Ashraf explains that researchers have monitored ERB with satellites since 1984, when the Space Shuttle Challenger delivered the Earth Radiation Budget Satellite (ERBS) into orbit. Since then, five other satellites have joined ERBS as part of the Earth Radiation Budget Experiment (ERBE) and the Clouds and the Earth’s Radiant Energy System (CERES) project to track energy interactions between Earth and outer space.
“The data products we receive from these instruments are invaluable.
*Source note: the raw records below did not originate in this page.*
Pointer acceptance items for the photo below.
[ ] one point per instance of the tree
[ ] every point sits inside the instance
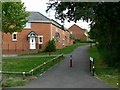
(14, 16)
(105, 24)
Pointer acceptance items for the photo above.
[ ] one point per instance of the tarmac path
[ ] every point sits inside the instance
(62, 76)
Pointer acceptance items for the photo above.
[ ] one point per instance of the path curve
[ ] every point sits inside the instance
(62, 76)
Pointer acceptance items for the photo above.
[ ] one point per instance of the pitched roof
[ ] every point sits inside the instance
(38, 17)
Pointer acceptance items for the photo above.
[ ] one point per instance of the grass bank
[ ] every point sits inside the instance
(24, 65)
(65, 50)
(105, 73)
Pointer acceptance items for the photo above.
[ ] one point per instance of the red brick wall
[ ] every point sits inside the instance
(78, 32)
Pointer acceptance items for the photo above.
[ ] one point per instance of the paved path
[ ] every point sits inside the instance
(62, 76)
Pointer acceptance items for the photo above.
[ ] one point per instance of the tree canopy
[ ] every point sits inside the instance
(14, 16)
(105, 26)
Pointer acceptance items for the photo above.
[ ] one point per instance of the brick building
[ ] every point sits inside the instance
(78, 33)
(35, 35)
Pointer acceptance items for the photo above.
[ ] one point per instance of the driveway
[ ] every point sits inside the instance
(62, 76)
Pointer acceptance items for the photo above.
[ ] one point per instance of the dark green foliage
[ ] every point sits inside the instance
(51, 46)
(105, 24)
(77, 40)
(14, 16)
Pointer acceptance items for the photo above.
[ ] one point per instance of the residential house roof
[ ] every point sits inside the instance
(38, 17)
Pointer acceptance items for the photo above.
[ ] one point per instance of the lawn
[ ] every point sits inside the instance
(25, 65)
(65, 50)
(105, 73)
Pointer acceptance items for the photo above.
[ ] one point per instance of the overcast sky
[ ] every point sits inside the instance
(41, 6)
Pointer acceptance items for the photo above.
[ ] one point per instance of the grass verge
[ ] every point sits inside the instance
(24, 65)
(105, 73)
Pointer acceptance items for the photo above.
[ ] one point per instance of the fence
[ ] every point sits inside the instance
(92, 67)
(41, 68)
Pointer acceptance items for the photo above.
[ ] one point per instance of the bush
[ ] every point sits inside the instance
(51, 46)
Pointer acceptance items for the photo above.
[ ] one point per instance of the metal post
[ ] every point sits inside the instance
(23, 75)
(90, 66)
(93, 67)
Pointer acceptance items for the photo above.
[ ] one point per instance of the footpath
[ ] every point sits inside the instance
(62, 76)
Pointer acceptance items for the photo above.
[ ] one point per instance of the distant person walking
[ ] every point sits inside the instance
(71, 60)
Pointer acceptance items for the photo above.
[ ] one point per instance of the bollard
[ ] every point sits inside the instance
(32, 72)
(90, 66)
(93, 69)
(23, 75)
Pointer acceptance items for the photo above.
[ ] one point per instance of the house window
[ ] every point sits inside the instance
(27, 25)
(40, 39)
(14, 36)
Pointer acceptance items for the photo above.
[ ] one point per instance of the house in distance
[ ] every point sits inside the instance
(78, 33)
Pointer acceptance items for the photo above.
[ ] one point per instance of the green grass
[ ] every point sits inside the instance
(105, 73)
(24, 64)
(65, 50)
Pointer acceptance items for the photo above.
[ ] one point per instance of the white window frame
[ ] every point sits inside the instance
(39, 39)
(15, 33)
(27, 25)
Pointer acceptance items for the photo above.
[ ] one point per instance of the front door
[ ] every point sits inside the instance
(32, 43)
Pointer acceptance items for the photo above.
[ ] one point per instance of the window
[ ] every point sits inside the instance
(14, 36)
(27, 25)
(40, 39)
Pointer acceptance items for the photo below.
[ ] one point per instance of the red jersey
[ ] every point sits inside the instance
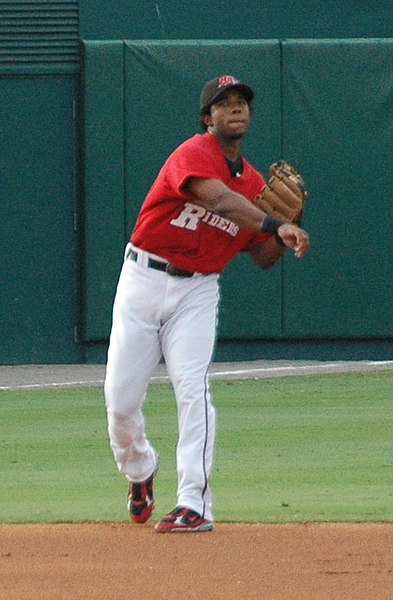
(187, 235)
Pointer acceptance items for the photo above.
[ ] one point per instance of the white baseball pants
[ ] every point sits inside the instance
(154, 315)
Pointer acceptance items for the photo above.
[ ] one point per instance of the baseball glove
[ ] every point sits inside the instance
(284, 195)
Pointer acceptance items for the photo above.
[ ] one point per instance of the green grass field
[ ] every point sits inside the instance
(312, 448)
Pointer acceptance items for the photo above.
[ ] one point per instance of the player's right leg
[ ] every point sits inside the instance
(134, 352)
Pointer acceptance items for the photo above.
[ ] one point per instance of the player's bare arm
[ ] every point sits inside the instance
(214, 195)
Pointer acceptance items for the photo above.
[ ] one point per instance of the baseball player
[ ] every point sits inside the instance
(198, 214)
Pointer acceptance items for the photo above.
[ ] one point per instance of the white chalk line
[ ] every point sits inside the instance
(252, 372)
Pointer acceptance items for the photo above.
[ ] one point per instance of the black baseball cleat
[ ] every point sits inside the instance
(141, 498)
(181, 520)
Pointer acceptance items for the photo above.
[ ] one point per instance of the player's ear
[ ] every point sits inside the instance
(207, 119)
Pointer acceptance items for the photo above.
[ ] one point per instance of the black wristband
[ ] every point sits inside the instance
(279, 240)
(271, 224)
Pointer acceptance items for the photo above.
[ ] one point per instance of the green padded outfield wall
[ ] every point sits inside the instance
(140, 103)
(338, 116)
(323, 105)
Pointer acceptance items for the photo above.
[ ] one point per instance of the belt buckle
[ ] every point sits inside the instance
(171, 270)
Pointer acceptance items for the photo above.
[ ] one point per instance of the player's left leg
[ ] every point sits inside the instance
(188, 339)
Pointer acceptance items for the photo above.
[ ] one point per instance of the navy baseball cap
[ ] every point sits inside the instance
(213, 89)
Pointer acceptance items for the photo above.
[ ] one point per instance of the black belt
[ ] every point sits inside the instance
(161, 266)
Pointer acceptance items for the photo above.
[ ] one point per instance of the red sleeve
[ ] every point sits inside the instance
(193, 159)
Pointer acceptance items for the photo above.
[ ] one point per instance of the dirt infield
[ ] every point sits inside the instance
(258, 562)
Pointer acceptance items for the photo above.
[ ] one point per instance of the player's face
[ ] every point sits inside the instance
(230, 116)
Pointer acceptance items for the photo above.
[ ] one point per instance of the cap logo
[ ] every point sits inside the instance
(226, 80)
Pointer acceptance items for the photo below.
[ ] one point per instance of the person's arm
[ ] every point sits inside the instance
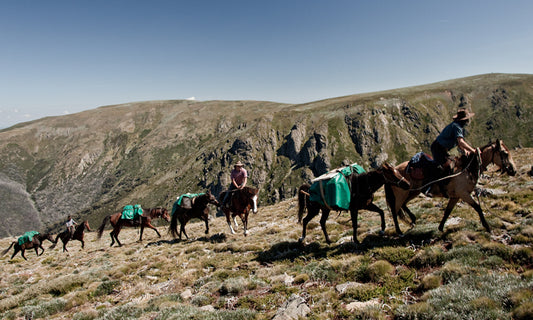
(461, 143)
(243, 183)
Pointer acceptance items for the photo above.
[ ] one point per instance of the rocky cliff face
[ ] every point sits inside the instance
(92, 163)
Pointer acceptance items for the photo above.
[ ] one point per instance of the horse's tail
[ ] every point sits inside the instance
(303, 197)
(55, 242)
(7, 250)
(173, 228)
(102, 226)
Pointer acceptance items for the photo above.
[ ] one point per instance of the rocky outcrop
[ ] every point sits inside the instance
(93, 163)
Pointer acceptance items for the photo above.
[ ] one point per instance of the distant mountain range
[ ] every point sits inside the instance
(92, 163)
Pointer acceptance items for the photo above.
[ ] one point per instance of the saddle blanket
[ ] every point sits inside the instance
(419, 165)
(333, 188)
(27, 237)
(131, 212)
(185, 201)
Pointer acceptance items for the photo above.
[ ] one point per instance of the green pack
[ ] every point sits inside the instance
(127, 212)
(27, 237)
(334, 187)
(179, 200)
(131, 212)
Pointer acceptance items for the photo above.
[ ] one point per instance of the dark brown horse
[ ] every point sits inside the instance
(36, 243)
(241, 202)
(145, 222)
(65, 236)
(362, 191)
(458, 186)
(199, 210)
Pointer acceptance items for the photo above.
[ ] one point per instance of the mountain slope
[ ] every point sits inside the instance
(92, 163)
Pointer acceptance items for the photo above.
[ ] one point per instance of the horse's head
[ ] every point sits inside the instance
(49, 237)
(251, 197)
(211, 198)
(393, 176)
(502, 158)
(86, 225)
(165, 215)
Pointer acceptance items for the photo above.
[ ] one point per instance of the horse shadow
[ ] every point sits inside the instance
(292, 250)
(216, 238)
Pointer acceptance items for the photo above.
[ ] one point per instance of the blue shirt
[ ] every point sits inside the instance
(448, 137)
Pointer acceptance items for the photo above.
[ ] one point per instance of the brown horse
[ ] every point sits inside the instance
(145, 222)
(363, 187)
(36, 243)
(242, 200)
(199, 210)
(458, 186)
(77, 235)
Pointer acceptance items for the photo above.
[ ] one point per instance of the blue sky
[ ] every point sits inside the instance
(60, 57)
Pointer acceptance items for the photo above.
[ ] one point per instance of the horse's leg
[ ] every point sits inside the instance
(468, 199)
(116, 232)
(37, 249)
(228, 219)
(374, 208)
(16, 251)
(245, 222)
(323, 219)
(206, 225)
(312, 211)
(411, 215)
(451, 204)
(183, 222)
(398, 199)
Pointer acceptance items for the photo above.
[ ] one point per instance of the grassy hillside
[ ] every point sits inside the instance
(463, 272)
(93, 163)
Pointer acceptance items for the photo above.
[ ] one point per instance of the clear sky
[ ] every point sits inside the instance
(60, 57)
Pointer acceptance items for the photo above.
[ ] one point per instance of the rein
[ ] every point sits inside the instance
(478, 156)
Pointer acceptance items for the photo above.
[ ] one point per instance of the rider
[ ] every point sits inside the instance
(239, 177)
(451, 136)
(70, 225)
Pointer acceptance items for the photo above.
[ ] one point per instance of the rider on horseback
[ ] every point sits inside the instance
(451, 136)
(70, 225)
(239, 176)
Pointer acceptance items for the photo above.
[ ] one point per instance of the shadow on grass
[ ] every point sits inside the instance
(216, 238)
(291, 250)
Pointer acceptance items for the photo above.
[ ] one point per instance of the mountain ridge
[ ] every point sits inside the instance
(93, 162)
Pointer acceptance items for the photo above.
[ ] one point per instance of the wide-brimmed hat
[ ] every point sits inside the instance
(463, 114)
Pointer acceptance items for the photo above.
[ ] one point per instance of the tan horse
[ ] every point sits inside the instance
(65, 236)
(199, 209)
(363, 187)
(459, 186)
(241, 202)
(36, 243)
(145, 222)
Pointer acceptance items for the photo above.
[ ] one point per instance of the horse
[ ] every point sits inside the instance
(458, 186)
(65, 236)
(362, 191)
(242, 200)
(199, 209)
(36, 243)
(145, 222)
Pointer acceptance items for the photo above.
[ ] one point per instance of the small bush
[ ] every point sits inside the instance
(429, 257)
(524, 311)
(430, 281)
(363, 292)
(105, 288)
(379, 269)
(394, 255)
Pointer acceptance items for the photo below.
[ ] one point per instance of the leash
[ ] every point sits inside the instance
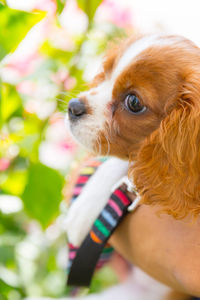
(85, 258)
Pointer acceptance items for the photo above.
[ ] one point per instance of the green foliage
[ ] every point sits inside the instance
(60, 5)
(31, 241)
(10, 103)
(13, 29)
(42, 194)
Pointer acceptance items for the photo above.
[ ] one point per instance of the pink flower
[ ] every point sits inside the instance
(24, 65)
(62, 77)
(27, 87)
(4, 164)
(115, 13)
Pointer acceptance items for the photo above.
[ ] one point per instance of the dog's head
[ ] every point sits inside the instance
(145, 106)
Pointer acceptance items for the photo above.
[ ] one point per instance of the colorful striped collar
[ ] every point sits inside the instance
(86, 257)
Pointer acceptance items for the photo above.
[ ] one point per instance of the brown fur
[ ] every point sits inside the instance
(164, 141)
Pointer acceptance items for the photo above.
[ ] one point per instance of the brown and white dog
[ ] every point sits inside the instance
(143, 108)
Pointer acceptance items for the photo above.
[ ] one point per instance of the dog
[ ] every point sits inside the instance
(142, 109)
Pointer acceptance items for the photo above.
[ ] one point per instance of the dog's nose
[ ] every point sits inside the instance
(76, 108)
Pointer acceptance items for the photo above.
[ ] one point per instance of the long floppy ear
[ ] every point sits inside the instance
(167, 169)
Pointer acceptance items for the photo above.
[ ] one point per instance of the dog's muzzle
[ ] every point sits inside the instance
(76, 109)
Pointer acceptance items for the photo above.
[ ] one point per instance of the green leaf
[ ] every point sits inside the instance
(43, 193)
(10, 102)
(60, 5)
(14, 26)
(89, 7)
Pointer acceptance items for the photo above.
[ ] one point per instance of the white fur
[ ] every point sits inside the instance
(132, 52)
(86, 129)
(138, 286)
(92, 199)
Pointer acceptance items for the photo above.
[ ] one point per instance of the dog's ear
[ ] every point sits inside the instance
(167, 169)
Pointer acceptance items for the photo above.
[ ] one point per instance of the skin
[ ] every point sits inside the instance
(165, 248)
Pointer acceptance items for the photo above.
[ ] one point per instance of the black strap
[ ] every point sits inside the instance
(87, 256)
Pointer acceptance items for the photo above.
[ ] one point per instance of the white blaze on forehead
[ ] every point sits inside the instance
(133, 50)
(138, 47)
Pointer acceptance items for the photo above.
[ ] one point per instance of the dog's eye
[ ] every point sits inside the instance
(133, 104)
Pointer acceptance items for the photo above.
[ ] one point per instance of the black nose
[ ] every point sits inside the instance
(76, 108)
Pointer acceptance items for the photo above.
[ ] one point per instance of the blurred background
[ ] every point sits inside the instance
(49, 50)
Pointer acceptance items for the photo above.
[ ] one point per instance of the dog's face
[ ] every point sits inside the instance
(139, 85)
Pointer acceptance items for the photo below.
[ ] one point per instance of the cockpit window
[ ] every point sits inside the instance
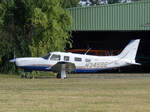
(46, 56)
(55, 57)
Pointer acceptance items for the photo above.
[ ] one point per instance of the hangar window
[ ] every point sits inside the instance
(46, 56)
(55, 57)
(66, 58)
(77, 59)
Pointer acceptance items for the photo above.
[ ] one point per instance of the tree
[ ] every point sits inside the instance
(32, 27)
(70, 3)
(51, 26)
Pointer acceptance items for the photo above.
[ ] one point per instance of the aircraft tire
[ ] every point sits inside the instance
(58, 76)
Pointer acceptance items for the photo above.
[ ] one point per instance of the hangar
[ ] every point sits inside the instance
(111, 26)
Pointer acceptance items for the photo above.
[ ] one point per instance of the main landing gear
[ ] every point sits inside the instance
(62, 74)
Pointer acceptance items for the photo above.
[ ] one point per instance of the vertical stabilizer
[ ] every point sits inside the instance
(130, 51)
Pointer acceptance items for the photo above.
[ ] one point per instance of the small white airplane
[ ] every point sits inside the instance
(63, 63)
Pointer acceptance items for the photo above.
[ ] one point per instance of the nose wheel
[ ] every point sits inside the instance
(24, 75)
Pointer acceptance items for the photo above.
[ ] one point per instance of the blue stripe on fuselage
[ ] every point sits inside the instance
(39, 68)
(48, 68)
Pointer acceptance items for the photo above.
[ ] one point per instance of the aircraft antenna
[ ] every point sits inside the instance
(87, 51)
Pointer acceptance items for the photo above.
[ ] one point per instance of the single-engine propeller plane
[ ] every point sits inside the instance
(63, 62)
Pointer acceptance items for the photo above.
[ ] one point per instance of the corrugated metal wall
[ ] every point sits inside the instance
(128, 16)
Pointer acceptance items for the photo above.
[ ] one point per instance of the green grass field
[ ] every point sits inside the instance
(75, 94)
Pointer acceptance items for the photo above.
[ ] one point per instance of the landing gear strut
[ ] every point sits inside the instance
(62, 73)
(24, 75)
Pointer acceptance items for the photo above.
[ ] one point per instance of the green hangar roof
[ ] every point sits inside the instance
(127, 16)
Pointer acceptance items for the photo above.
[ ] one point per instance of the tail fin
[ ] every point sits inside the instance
(130, 51)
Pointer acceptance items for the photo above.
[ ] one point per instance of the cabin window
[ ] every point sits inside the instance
(66, 58)
(55, 57)
(77, 59)
(46, 56)
(87, 60)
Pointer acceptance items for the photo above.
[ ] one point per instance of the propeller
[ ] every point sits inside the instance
(13, 60)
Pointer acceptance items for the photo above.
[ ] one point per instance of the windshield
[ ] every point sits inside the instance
(47, 56)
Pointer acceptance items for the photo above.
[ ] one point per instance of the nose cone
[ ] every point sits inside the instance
(12, 60)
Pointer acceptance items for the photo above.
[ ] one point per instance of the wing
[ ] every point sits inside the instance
(62, 65)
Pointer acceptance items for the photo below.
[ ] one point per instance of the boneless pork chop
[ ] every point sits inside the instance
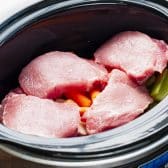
(120, 102)
(42, 117)
(135, 53)
(51, 74)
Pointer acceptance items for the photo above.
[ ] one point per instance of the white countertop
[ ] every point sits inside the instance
(10, 7)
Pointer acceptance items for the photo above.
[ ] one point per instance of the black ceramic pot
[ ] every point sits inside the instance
(81, 26)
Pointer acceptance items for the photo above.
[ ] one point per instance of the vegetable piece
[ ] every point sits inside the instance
(160, 88)
(94, 94)
(69, 101)
(60, 100)
(79, 98)
(82, 110)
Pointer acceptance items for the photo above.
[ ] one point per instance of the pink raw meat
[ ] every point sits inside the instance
(135, 53)
(41, 117)
(50, 75)
(120, 102)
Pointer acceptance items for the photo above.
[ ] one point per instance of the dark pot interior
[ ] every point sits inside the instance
(80, 28)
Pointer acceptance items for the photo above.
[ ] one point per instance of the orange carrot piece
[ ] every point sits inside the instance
(94, 94)
(83, 109)
(69, 101)
(79, 98)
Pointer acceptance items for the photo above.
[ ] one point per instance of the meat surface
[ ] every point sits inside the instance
(41, 117)
(120, 102)
(135, 53)
(52, 74)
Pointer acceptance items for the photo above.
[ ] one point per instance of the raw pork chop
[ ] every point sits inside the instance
(120, 102)
(51, 74)
(41, 117)
(135, 53)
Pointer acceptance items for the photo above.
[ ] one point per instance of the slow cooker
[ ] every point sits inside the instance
(81, 26)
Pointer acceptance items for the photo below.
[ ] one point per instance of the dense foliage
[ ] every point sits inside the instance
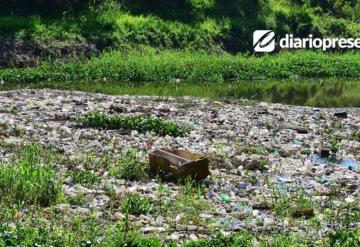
(165, 66)
(211, 25)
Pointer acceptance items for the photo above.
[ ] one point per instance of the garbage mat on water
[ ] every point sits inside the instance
(178, 164)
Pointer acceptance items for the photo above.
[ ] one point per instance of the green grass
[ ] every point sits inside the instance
(140, 123)
(129, 167)
(151, 66)
(27, 181)
(136, 204)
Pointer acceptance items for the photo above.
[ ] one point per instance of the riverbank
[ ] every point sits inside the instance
(150, 65)
(266, 175)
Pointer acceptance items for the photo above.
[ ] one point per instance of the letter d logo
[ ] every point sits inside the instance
(264, 41)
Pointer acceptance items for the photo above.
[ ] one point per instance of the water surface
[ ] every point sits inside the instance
(321, 93)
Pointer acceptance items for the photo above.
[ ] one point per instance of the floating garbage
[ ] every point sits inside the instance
(179, 164)
(330, 160)
(225, 198)
(307, 213)
(340, 114)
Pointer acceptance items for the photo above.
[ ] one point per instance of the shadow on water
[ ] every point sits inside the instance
(321, 93)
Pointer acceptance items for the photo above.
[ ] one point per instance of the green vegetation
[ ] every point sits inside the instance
(151, 66)
(129, 167)
(136, 204)
(334, 146)
(139, 123)
(84, 177)
(28, 181)
(144, 41)
(357, 136)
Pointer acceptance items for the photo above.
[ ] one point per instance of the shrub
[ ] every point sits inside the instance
(28, 181)
(139, 123)
(129, 167)
(136, 204)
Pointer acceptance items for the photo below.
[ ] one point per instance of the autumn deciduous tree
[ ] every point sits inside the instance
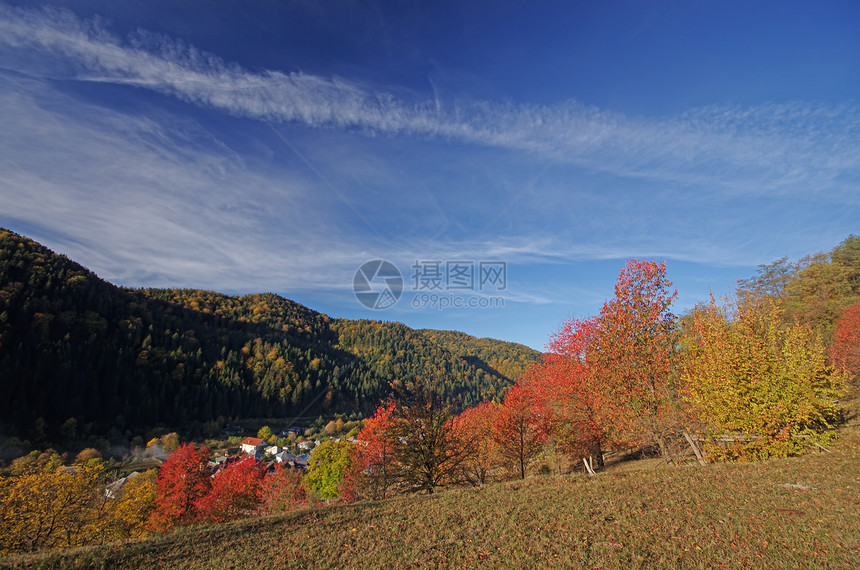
(845, 349)
(374, 461)
(520, 431)
(579, 410)
(636, 341)
(236, 492)
(328, 465)
(430, 452)
(475, 427)
(129, 511)
(182, 480)
(747, 373)
(53, 506)
(283, 490)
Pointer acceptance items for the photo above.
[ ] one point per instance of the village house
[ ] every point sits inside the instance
(251, 445)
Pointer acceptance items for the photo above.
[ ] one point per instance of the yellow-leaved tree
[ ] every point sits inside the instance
(752, 378)
(53, 506)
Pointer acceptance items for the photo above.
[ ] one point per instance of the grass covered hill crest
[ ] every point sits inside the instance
(75, 346)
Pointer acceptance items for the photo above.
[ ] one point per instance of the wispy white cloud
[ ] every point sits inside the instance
(772, 148)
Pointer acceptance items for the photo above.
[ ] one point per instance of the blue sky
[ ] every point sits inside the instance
(277, 146)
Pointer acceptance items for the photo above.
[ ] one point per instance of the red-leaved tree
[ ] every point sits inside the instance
(636, 343)
(845, 348)
(374, 460)
(283, 490)
(475, 427)
(520, 430)
(182, 480)
(579, 411)
(236, 492)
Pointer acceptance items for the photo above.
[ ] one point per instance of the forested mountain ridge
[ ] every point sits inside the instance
(75, 346)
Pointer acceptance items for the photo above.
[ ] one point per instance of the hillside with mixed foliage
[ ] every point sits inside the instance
(75, 346)
(788, 513)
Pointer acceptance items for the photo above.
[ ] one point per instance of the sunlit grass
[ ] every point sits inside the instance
(793, 513)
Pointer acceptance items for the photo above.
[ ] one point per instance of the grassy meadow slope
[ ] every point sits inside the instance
(792, 513)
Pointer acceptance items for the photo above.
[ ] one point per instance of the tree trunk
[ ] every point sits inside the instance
(699, 455)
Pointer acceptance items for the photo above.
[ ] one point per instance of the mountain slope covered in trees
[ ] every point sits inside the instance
(75, 346)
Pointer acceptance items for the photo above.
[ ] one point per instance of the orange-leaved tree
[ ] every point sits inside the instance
(749, 375)
(53, 506)
(845, 349)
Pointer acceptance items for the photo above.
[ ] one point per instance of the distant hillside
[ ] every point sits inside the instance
(74, 345)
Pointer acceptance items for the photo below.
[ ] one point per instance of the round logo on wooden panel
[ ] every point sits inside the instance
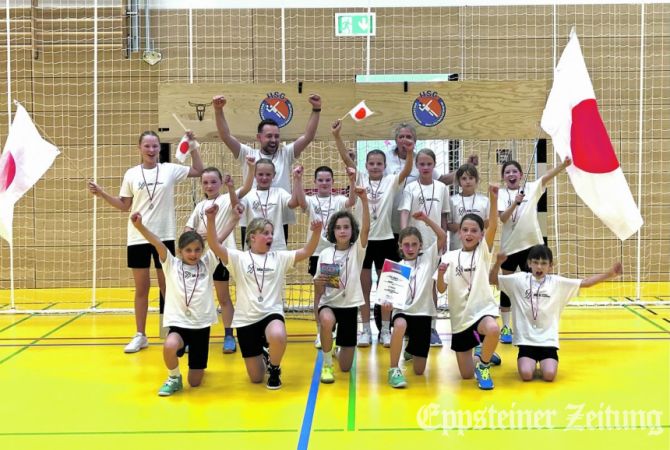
(276, 107)
(429, 109)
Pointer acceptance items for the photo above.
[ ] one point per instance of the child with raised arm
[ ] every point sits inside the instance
(212, 181)
(338, 302)
(381, 190)
(538, 299)
(414, 320)
(260, 279)
(321, 207)
(517, 208)
(432, 197)
(272, 203)
(189, 305)
(472, 307)
(148, 188)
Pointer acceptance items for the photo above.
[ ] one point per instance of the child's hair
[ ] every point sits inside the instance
(468, 169)
(268, 162)
(540, 251)
(264, 122)
(323, 169)
(355, 229)
(148, 133)
(473, 217)
(187, 237)
(510, 162)
(375, 152)
(425, 151)
(403, 125)
(256, 225)
(408, 231)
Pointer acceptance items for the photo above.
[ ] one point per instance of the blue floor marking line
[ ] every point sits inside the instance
(306, 427)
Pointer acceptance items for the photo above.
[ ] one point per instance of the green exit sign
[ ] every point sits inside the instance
(355, 24)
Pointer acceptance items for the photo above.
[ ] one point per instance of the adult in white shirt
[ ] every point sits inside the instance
(148, 188)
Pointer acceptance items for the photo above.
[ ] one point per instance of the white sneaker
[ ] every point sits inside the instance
(364, 339)
(385, 338)
(138, 342)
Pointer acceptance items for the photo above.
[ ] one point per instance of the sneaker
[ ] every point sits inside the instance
(274, 382)
(385, 338)
(172, 385)
(506, 335)
(495, 358)
(483, 375)
(364, 339)
(435, 340)
(396, 378)
(229, 345)
(327, 376)
(137, 343)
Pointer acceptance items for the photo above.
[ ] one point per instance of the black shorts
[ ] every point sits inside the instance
(467, 339)
(537, 353)
(311, 268)
(418, 334)
(198, 345)
(347, 325)
(252, 337)
(221, 273)
(518, 259)
(378, 251)
(139, 256)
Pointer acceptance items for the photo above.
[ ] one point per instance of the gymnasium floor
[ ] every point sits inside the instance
(68, 385)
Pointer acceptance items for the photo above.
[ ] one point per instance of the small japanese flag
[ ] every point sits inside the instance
(360, 112)
(184, 148)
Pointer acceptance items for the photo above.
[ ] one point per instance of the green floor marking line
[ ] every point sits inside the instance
(628, 308)
(351, 416)
(27, 346)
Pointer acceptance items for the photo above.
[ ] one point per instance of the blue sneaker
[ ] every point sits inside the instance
(483, 375)
(506, 335)
(495, 358)
(229, 345)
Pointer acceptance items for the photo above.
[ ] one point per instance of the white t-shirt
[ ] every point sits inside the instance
(272, 205)
(259, 284)
(350, 293)
(466, 306)
(420, 298)
(321, 208)
(394, 165)
(433, 199)
(460, 206)
(522, 230)
(155, 187)
(537, 323)
(184, 284)
(283, 160)
(380, 202)
(198, 218)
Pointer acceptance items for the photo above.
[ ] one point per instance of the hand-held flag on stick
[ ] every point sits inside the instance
(25, 158)
(359, 112)
(572, 120)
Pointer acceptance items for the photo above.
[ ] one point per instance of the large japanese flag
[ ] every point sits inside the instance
(24, 160)
(572, 120)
By calculating the annual difference between the amount of radiation Earth absorbs and the amount of radiation Earth emits, we can clearly see how quickly the Earth is warming up due to climate change,” said Ashraf.
But while these instruments have proven themselves to be particularly durable (CERES FM-1 and FM-2, launched onboard the Terra spacecraft in 1999, continue to relay useful data), most of them are approaching the end of their planned lifespans. If these instruments were to expire, it would be extremely difficult to deploy a replacement in time to preserve the integrity and continuity of the ERB data record.
“Current ERB instruments that provide global broadband coverage contain complex scanning mechanisms that increase the mass, power consumption, and the cost of the payload, requiring a budget of at least 150 million dollars to get into orbit. Sending instruments that large into LEO isn’t a fast process, and even a small gap in the data record could affect our ability to create accurate models,” said Ashraf.
DEMETER would solve that problem. While the last ERB satellite sent into orbit weighed more than 2000kg, DEMETER could weigh as little as 90kg. And unlike other radiometers, DEMETER wouldn’t require a complicated scanning mechanism to track radiation. Instead, DEMETER’s wide-field-angle optical module would function as a simple “push-broom” sensor that could achieve superior global coverage using far less power.
“This not only makes it less expensive to launch a satellite for tracking ERB, but also increases the number of potential flight windows such a mission could have. DEMETER would be much less difficult to get into space than other ERB monitoring systems,” said Ashraf.
Another unique feature of DEMETER is the cellular architecture of the spacecraft that will carry it in orbit, which can be readily reconfigured to carry new payload elements or support different orbital environments. This allows Ashraf and other scientists to easily tailor DEMETER’s instrument platform to host a wide variety of instruments.
“For example, if we decide we need to include a different instrument to monitor ERB, we can quickly reassemble our spacecraft to accommodate that new payload. It’s like building with LEGOs. You just reconstruct the satellite framework as required,” said Ashraf.
Successful collaboration between private and public researchers is key to DEMETER’s success, said Ashraf. Without working with a private partner, DEMETER never would have incorporated the cellular spacecraft design that makes it such a versatile tool for monitoring ERB.
“ESTO provides institutional support within a competitive environment to drive innovation. It gives public researchers the chance to build relationships with private industry leaders, and that makes it a powerful resource for scientists trying to develop new technologies for studying our planet,” said Ashraf.
While DEMETER likely won’t fly until 2028, a final report documenting DEMETER’s system performance and a path to an accelerated flight mission is scheduled for September 2022.
“Being able to deploy ERB satellites quickly will be crucial for maximizing the value of this data record and producing invaluable insights into how ERB shapes the world we live in,” said Ashraf.